Plus loin dans le texte, nous découvrons des dispositions que nous approuvons concernant la prévention du blanchiment de capitaux et le financement du terrorisme, quand d’autres nous laissent davantage perplexes. S’agissant de la gestion des fonds européens agricoles, il nous est ainsi proposé d’habiliter le Gouvernement à modifier le régime de gestion par l’État des aides agricoles. Le Sénat a jugé nécessaire d’avoir un débat approfondi à ce sujet ; nous partageons son point de vue.

Nous sommes également surpris de retrouver, dans le projet de loi, la transposition des deux directives européennes de 2019 relatives aux droits d’auteur et aux droits voisins, qui visent à mieux protéger les auteurs dont les œuvres sont diffusées par les plateformes. En responsabilisant les fournisseurs, ces directives leur confient un pouvoir de censure automatisé qui nous interroge – le sujet mériterait, là encore, un débat approfondi.

Cerise sur cet indigeste gâteau : la majorité de notre assemblée a cru bon de supprimer, en première lecture, un article pourtant adopté à l’unanimité par le Sénat. Nos collègues sénateurs proposaient un nouvel encadrement des géants du numérique grâce à trois grandes dispositions : la neutralité des terminaux, l’interopérabilité des plateformes et le renforcement du contrôle des concentrations afin d’appréhender les acquisitions dites prédatrices.

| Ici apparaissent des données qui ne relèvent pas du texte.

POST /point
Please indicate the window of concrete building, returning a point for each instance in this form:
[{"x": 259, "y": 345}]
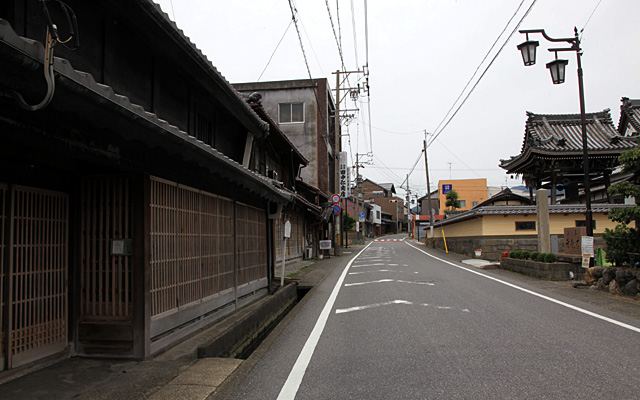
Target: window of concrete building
[
  {"x": 583, "y": 222},
  {"x": 526, "y": 226},
  {"x": 291, "y": 112}
]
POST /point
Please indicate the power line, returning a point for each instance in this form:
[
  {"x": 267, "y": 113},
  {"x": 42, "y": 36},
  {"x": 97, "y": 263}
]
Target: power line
[
  {"x": 355, "y": 39},
  {"x": 335, "y": 35},
  {"x": 274, "y": 50},
  {"x": 484, "y": 72},
  {"x": 589, "y": 19}
]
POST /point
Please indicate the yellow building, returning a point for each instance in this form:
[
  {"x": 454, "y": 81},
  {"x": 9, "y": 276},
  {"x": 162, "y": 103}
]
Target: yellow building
[
  {"x": 471, "y": 192},
  {"x": 496, "y": 229}
]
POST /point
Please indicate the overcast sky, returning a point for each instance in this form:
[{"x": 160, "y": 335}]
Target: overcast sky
[{"x": 421, "y": 54}]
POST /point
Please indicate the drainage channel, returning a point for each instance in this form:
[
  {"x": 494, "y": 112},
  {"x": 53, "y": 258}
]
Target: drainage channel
[{"x": 255, "y": 341}]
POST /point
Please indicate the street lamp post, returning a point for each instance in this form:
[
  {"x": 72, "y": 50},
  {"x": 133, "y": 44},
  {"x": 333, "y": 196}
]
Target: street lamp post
[{"x": 557, "y": 69}]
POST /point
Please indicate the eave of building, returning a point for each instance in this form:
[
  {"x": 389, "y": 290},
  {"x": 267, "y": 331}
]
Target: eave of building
[
  {"x": 233, "y": 101},
  {"x": 79, "y": 94},
  {"x": 276, "y": 134},
  {"x": 529, "y": 210}
]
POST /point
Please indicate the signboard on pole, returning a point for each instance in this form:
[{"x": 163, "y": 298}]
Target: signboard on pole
[
  {"x": 287, "y": 229},
  {"x": 344, "y": 175},
  {"x": 587, "y": 246}
]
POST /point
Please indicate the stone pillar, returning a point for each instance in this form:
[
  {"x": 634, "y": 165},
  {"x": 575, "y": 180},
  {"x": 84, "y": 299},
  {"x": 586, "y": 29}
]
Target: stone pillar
[{"x": 542, "y": 205}]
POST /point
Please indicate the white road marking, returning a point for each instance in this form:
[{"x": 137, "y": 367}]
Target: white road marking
[
  {"x": 392, "y": 302},
  {"x": 389, "y": 280},
  {"x": 370, "y": 265},
  {"x": 368, "y": 272},
  {"x": 292, "y": 384},
  {"x": 531, "y": 292}
]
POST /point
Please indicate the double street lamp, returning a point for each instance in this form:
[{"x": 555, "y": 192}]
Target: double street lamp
[{"x": 557, "y": 69}]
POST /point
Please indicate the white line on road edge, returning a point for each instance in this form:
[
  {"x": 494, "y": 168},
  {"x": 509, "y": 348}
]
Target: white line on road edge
[
  {"x": 290, "y": 388},
  {"x": 582, "y": 310}
]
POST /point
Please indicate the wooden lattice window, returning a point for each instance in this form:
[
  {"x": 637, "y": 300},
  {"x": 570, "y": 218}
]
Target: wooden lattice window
[
  {"x": 106, "y": 203},
  {"x": 192, "y": 252},
  {"x": 252, "y": 243},
  {"x": 38, "y": 279}
]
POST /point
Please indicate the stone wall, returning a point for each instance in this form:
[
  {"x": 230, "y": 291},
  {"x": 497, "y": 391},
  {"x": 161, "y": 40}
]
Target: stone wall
[
  {"x": 493, "y": 246},
  {"x": 558, "y": 271}
]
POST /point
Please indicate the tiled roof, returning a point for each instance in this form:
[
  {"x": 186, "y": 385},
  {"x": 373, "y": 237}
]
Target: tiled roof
[
  {"x": 629, "y": 115},
  {"x": 561, "y": 135},
  {"x": 523, "y": 210},
  {"x": 21, "y": 51},
  {"x": 178, "y": 34}
]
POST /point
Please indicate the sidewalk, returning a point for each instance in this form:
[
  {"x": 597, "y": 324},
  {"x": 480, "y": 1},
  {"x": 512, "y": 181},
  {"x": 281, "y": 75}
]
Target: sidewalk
[{"x": 174, "y": 374}]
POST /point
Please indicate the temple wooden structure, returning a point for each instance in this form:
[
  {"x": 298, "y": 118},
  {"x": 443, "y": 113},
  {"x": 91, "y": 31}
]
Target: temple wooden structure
[{"x": 552, "y": 155}]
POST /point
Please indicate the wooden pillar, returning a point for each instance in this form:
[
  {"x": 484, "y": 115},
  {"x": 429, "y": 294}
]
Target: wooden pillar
[
  {"x": 607, "y": 183},
  {"x": 542, "y": 207},
  {"x": 141, "y": 266},
  {"x": 553, "y": 186}
]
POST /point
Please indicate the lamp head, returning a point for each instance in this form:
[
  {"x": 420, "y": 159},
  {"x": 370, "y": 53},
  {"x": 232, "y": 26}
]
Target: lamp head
[
  {"x": 528, "y": 50},
  {"x": 557, "y": 69}
]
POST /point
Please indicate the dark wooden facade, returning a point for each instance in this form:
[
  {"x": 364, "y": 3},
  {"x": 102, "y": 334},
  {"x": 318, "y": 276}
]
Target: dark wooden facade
[{"x": 128, "y": 215}]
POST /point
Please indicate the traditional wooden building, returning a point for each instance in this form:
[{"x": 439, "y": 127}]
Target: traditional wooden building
[
  {"x": 629, "y": 124},
  {"x": 304, "y": 111},
  {"x": 277, "y": 157},
  {"x": 552, "y": 154},
  {"x": 130, "y": 212}
]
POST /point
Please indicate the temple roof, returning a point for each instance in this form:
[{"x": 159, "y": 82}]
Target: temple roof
[
  {"x": 560, "y": 136},
  {"x": 629, "y": 117}
]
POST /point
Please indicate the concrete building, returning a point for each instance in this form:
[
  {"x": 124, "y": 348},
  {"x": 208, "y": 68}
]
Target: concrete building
[
  {"x": 305, "y": 111},
  {"x": 471, "y": 192}
]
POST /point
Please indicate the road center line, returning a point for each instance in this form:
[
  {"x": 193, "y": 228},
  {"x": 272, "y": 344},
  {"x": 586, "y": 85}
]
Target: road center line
[
  {"x": 531, "y": 292},
  {"x": 290, "y": 388}
]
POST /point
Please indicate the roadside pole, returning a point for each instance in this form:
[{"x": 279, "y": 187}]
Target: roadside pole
[{"x": 287, "y": 235}]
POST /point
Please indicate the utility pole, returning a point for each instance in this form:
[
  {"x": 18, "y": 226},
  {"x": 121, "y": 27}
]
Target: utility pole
[
  {"x": 354, "y": 92},
  {"x": 408, "y": 200},
  {"x": 337, "y": 221},
  {"x": 426, "y": 166}
]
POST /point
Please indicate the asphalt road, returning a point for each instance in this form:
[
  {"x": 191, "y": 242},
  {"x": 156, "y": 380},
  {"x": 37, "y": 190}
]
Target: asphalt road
[{"x": 393, "y": 322}]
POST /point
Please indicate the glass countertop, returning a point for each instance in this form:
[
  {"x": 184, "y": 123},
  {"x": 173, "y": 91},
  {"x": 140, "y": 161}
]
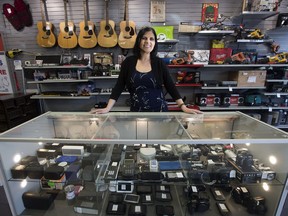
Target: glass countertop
[{"x": 148, "y": 128}]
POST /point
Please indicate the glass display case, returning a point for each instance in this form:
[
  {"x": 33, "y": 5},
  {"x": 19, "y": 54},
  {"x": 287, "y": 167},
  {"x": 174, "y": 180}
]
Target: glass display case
[{"x": 216, "y": 163}]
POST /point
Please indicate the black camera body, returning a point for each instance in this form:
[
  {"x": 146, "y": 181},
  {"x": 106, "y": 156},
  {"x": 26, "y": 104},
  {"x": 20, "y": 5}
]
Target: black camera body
[
  {"x": 241, "y": 195},
  {"x": 199, "y": 200},
  {"x": 244, "y": 160},
  {"x": 256, "y": 205}
]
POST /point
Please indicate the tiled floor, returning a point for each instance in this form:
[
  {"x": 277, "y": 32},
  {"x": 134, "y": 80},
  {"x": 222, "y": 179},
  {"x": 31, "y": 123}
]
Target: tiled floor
[
  {"x": 4, "y": 206},
  {"x": 5, "y": 210}
]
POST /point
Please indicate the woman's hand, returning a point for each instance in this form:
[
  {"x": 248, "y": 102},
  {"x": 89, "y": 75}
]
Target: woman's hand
[
  {"x": 192, "y": 111},
  {"x": 99, "y": 111}
]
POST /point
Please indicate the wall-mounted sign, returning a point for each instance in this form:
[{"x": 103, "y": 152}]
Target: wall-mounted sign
[
  {"x": 5, "y": 82},
  {"x": 209, "y": 12},
  {"x": 157, "y": 11}
]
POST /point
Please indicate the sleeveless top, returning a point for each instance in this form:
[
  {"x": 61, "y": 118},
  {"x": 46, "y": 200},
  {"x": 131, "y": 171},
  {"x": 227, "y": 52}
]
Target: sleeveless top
[{"x": 145, "y": 94}]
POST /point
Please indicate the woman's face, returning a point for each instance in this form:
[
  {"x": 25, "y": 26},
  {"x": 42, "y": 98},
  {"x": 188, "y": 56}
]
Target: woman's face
[{"x": 147, "y": 42}]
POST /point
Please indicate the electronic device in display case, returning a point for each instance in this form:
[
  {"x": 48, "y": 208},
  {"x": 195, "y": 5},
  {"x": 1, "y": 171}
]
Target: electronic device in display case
[{"x": 227, "y": 163}]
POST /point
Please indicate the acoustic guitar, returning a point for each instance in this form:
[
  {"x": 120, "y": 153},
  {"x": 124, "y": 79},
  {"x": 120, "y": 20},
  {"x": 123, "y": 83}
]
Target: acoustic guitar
[
  {"x": 87, "y": 37},
  {"x": 127, "y": 36},
  {"x": 107, "y": 36},
  {"x": 45, "y": 35},
  {"x": 67, "y": 39}
]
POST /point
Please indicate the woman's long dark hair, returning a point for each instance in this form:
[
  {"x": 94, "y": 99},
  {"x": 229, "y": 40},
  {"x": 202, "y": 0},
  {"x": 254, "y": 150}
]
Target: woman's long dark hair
[{"x": 137, "y": 50}]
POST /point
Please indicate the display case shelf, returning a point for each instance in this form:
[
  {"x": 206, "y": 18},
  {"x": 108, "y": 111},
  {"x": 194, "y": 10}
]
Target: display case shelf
[{"x": 176, "y": 132}]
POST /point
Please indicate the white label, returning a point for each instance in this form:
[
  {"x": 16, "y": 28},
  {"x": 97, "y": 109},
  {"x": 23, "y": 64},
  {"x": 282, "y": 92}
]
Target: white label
[
  {"x": 251, "y": 79},
  {"x": 194, "y": 189},
  {"x": 114, "y": 207},
  {"x": 218, "y": 193},
  {"x": 222, "y": 206},
  {"x": 244, "y": 189},
  {"x": 123, "y": 187},
  {"x": 138, "y": 209},
  {"x": 148, "y": 197}
]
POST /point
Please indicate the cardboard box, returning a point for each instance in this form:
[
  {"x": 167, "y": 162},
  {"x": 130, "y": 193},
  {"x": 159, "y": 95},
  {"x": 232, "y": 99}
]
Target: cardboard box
[
  {"x": 200, "y": 56},
  {"x": 219, "y": 55},
  {"x": 252, "y": 78},
  {"x": 186, "y": 28}
]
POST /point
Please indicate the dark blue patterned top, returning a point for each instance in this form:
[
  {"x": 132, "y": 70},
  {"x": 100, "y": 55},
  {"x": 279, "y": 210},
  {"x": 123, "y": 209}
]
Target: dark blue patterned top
[{"x": 146, "y": 95}]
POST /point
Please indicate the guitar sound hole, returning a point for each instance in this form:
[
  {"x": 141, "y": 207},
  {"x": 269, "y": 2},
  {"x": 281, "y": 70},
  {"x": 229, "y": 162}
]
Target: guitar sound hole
[
  {"x": 107, "y": 28},
  {"x": 132, "y": 32}
]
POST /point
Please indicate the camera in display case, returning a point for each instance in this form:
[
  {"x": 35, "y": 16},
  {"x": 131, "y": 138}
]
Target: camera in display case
[{"x": 104, "y": 164}]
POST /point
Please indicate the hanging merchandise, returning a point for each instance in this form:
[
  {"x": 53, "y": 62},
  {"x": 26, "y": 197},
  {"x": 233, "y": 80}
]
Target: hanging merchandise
[
  {"x": 11, "y": 14},
  {"x": 24, "y": 13}
]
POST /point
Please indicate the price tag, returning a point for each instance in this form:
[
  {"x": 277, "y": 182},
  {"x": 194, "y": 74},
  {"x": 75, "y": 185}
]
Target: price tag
[
  {"x": 218, "y": 193},
  {"x": 148, "y": 197},
  {"x": 114, "y": 207},
  {"x": 138, "y": 209}
]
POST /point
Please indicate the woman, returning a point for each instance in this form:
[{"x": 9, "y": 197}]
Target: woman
[{"x": 144, "y": 75}]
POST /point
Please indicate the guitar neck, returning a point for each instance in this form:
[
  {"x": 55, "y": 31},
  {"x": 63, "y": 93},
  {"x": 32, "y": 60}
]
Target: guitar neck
[
  {"x": 66, "y": 15},
  {"x": 107, "y": 17},
  {"x": 126, "y": 13},
  {"x": 85, "y": 12},
  {"x": 42, "y": 12}
]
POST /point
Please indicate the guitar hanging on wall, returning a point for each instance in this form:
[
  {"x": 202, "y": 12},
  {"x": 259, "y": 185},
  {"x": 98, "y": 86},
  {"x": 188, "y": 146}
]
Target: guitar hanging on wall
[
  {"x": 127, "y": 36},
  {"x": 87, "y": 37},
  {"x": 67, "y": 39},
  {"x": 45, "y": 36},
  {"x": 107, "y": 36}
]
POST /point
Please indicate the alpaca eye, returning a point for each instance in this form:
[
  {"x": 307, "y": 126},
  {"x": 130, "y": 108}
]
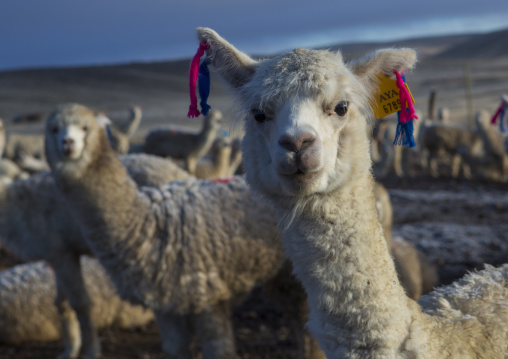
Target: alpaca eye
[
  {"x": 341, "y": 108},
  {"x": 259, "y": 115}
]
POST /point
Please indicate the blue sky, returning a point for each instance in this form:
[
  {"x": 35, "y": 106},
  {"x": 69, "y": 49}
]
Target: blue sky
[{"x": 40, "y": 33}]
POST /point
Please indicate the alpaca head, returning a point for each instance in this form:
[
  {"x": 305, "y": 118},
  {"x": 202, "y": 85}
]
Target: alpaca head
[
  {"x": 70, "y": 134},
  {"x": 305, "y": 113}
]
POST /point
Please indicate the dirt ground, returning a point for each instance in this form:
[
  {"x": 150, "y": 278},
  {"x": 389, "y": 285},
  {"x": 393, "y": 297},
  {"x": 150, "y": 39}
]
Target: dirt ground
[{"x": 458, "y": 224}]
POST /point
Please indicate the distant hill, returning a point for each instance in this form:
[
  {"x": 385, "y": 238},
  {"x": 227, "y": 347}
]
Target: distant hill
[
  {"x": 426, "y": 46},
  {"x": 484, "y": 46}
]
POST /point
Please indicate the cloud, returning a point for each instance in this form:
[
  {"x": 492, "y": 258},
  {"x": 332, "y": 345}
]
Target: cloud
[{"x": 62, "y": 32}]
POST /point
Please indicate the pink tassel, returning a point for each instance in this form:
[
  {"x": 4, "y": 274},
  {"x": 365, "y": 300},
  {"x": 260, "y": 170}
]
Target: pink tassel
[
  {"x": 193, "y": 78},
  {"x": 498, "y": 112},
  {"x": 405, "y": 100}
]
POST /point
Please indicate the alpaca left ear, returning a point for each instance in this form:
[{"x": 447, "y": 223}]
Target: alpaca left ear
[
  {"x": 236, "y": 67},
  {"x": 382, "y": 61}
]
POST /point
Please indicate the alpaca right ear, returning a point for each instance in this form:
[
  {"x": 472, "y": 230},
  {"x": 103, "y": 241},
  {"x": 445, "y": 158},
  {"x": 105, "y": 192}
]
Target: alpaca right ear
[{"x": 233, "y": 65}]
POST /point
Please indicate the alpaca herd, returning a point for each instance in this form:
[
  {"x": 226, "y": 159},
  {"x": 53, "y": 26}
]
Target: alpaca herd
[{"x": 185, "y": 245}]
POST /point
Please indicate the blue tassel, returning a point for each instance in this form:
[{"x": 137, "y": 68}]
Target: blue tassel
[
  {"x": 501, "y": 120},
  {"x": 204, "y": 86},
  {"x": 110, "y": 137},
  {"x": 404, "y": 133}
]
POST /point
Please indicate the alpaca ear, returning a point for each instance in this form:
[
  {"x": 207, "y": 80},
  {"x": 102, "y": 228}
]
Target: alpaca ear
[
  {"x": 233, "y": 65},
  {"x": 385, "y": 61}
]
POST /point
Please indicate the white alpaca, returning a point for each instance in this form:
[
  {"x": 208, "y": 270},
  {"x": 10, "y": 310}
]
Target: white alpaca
[
  {"x": 27, "y": 304},
  {"x": 35, "y": 224},
  {"x": 182, "y": 144},
  {"x": 27, "y": 151},
  {"x": 306, "y": 148}
]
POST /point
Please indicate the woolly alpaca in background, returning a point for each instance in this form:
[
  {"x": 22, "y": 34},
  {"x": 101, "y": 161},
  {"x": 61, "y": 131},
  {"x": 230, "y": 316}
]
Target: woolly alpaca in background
[
  {"x": 225, "y": 158},
  {"x": 9, "y": 171},
  {"x": 27, "y": 304},
  {"x": 53, "y": 235},
  {"x": 121, "y": 134},
  {"x": 180, "y": 144},
  {"x": 306, "y": 148},
  {"x": 441, "y": 139},
  {"x": 27, "y": 151},
  {"x": 416, "y": 274},
  {"x": 186, "y": 250}
]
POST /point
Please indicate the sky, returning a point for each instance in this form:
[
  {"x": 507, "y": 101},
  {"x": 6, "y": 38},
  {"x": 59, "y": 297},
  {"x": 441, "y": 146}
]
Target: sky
[{"x": 49, "y": 33}]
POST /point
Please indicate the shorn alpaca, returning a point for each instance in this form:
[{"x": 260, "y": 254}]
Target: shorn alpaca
[
  {"x": 181, "y": 144},
  {"x": 306, "y": 148}
]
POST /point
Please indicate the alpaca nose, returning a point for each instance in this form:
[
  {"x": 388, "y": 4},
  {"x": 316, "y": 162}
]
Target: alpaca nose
[{"x": 297, "y": 142}]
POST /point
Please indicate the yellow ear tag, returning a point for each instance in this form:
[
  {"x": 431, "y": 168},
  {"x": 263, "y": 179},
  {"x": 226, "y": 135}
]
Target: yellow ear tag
[{"x": 386, "y": 99}]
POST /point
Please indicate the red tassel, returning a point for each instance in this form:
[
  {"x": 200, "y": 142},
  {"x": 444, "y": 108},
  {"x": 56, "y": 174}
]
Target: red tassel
[{"x": 193, "y": 77}]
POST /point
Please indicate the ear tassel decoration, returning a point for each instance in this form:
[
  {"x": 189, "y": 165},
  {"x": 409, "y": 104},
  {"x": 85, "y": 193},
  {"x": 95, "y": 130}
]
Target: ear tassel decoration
[
  {"x": 404, "y": 134},
  {"x": 196, "y": 69},
  {"x": 500, "y": 113},
  {"x": 204, "y": 86}
]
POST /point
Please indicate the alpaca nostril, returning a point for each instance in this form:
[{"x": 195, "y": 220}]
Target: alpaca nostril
[{"x": 298, "y": 142}]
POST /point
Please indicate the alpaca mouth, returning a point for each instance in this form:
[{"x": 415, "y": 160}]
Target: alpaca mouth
[
  {"x": 302, "y": 178},
  {"x": 68, "y": 151}
]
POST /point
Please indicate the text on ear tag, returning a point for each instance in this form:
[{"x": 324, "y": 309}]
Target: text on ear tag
[{"x": 386, "y": 99}]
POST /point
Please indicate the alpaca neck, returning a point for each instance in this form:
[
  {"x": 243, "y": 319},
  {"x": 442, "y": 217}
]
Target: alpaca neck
[
  {"x": 340, "y": 255},
  {"x": 100, "y": 193}
]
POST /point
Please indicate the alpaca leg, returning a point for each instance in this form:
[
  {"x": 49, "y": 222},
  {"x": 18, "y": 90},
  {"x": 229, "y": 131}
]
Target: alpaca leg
[
  {"x": 215, "y": 332},
  {"x": 191, "y": 164},
  {"x": 504, "y": 169},
  {"x": 68, "y": 274},
  {"x": 433, "y": 167},
  {"x": 397, "y": 161},
  {"x": 175, "y": 334},
  {"x": 457, "y": 159},
  {"x": 71, "y": 334},
  {"x": 288, "y": 292}
]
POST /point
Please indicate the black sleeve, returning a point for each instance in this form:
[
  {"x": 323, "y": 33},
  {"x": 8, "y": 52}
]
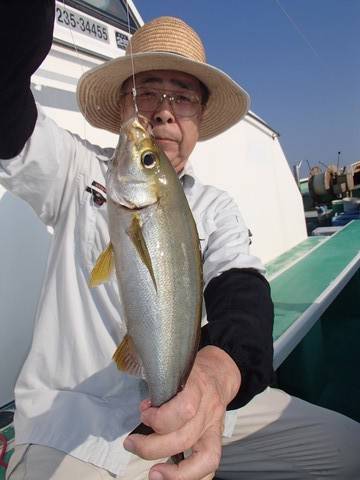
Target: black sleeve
[
  {"x": 240, "y": 317},
  {"x": 25, "y": 40}
]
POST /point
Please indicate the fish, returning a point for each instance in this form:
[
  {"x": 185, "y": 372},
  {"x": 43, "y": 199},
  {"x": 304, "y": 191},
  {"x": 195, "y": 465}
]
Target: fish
[{"x": 155, "y": 251}]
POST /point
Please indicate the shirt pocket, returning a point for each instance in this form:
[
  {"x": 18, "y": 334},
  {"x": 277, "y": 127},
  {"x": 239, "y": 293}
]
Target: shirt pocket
[{"x": 92, "y": 233}]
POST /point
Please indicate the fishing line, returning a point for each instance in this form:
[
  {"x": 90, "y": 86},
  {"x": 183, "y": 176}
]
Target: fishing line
[
  {"x": 132, "y": 60},
  {"x": 292, "y": 21},
  {"x": 81, "y": 67}
]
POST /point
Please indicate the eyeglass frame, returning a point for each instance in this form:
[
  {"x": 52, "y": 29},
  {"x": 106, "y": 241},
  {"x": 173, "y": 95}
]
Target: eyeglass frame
[{"x": 170, "y": 97}]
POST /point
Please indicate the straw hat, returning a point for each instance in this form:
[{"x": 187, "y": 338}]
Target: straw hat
[{"x": 165, "y": 43}]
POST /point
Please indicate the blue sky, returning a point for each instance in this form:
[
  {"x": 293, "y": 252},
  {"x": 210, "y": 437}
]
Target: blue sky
[{"x": 302, "y": 72}]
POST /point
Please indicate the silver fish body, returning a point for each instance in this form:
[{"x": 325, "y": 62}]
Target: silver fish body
[{"x": 157, "y": 262}]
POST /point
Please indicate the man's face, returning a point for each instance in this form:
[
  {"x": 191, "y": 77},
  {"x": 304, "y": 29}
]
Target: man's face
[{"x": 176, "y": 135}]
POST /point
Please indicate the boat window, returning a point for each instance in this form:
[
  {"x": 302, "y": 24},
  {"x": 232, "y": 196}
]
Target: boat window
[{"x": 110, "y": 11}]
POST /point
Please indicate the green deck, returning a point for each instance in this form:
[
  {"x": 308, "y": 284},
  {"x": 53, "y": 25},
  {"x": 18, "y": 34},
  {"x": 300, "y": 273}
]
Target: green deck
[
  {"x": 286, "y": 259},
  {"x": 322, "y": 369},
  {"x": 296, "y": 289}
]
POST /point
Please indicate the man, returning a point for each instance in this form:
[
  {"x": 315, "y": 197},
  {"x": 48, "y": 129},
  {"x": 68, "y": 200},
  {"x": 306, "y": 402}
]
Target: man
[{"x": 74, "y": 409}]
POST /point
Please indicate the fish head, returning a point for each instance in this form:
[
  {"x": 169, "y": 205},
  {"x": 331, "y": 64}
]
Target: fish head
[{"x": 136, "y": 172}]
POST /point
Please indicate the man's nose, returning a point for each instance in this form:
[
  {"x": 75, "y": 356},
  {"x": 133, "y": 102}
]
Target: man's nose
[{"x": 164, "y": 113}]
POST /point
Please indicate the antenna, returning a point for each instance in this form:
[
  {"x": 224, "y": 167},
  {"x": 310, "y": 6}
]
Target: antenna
[{"x": 338, "y": 163}]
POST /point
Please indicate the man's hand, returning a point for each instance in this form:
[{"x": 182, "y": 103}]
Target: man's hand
[{"x": 192, "y": 420}]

Après avoir repoussé tout moratoire sur les implantations d’Amazon, vous refusez à présent de porter le fer contre les géants du numérique en servant des intérêts qui ne sont, de notre point de vue, pas conformes à l’intérêt général.

Malheureusement, le format démesuré de ce texte, sans cesse amendé par le Gouvernement, ne permet pas à notre assemblée de conduire un débat digne de ce nom et d’exercer pleinement ses prérogatives. Nous voilà réduits de manière caricaturale, une fois encore, au statut de chambre d’enregistrement ! Nous nous prononçons donc contre ce texte.